Il divario tra sociale e parasociale

Il microcosmo giuridico rappresentato dalla moderna società commerciale è, ad oggi, il prodotto di plurime fonti e discipline eterogenee: tra queste si annovera, altresì, l’autonomia privata dei suoi membri. Questa autonomia suole concretizzarsi, di norma, nella stipulazione dei contratti parasociali, sicché alla disciplina giuridica delle società predisposta – principalmente – dal codice civile e dal Testo Unico della Finanza si affianca, integrandola ovvero derogandovi, una regolamentazione dell’agire sociale che sia il più possibile coerente con le specifiche istanze dei suoi sottoscrittori. Il contratto di società, affine strumento di espressione delle esigenze dei soci, è facilmente accostabile all’accordo parasociale: la compresenza delle due fonti ha posto, dunque, problemi di convivenza reciproca delle stesse.
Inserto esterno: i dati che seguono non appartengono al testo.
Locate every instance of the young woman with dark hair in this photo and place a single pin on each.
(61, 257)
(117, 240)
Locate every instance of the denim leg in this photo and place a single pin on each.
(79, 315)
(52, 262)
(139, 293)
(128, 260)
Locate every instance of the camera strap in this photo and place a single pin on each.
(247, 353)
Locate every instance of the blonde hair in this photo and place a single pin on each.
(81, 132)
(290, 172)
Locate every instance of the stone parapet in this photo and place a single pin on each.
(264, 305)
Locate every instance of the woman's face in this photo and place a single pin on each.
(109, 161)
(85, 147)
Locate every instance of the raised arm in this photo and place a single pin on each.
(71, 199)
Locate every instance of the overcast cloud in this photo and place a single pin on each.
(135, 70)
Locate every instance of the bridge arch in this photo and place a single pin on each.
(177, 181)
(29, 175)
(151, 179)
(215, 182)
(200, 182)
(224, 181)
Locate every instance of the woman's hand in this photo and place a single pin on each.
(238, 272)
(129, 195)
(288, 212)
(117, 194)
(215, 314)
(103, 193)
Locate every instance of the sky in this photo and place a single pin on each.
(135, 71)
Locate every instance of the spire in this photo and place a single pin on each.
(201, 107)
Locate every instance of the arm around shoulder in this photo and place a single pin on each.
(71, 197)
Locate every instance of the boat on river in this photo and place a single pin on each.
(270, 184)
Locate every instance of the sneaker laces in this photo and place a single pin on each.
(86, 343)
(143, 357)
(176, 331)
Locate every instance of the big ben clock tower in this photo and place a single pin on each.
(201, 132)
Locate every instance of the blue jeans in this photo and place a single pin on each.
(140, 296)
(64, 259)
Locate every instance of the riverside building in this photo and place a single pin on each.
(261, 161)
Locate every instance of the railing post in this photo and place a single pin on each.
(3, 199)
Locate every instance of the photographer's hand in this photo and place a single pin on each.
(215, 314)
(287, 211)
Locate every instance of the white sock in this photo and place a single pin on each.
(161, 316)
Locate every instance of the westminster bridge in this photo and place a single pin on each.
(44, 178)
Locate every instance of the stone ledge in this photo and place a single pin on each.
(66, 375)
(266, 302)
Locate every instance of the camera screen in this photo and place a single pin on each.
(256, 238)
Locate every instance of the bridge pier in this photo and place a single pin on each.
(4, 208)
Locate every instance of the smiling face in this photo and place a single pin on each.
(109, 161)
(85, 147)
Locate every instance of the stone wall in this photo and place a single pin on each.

Se, infatti, deve ritenersi abbandonata l’idea che gli accordi parasociali ed il contratto sociale percorrano binari differenti e paralleli senza tuttavia incontrarsi e, dunque, reciprocamente interferire l’uno con l’altro, appare ormai assodato che le due fonti giungano, inevitabilmente, ad un intreccio, generando effetti – nei limiti di quanto concesso all’una e all’altra fonte dalle prescrizioni normative – nell’altrui campo applicativo. Il punto critico risulta essere costituito, allora, dalla fissazione di confini chiari ed inequivocabili.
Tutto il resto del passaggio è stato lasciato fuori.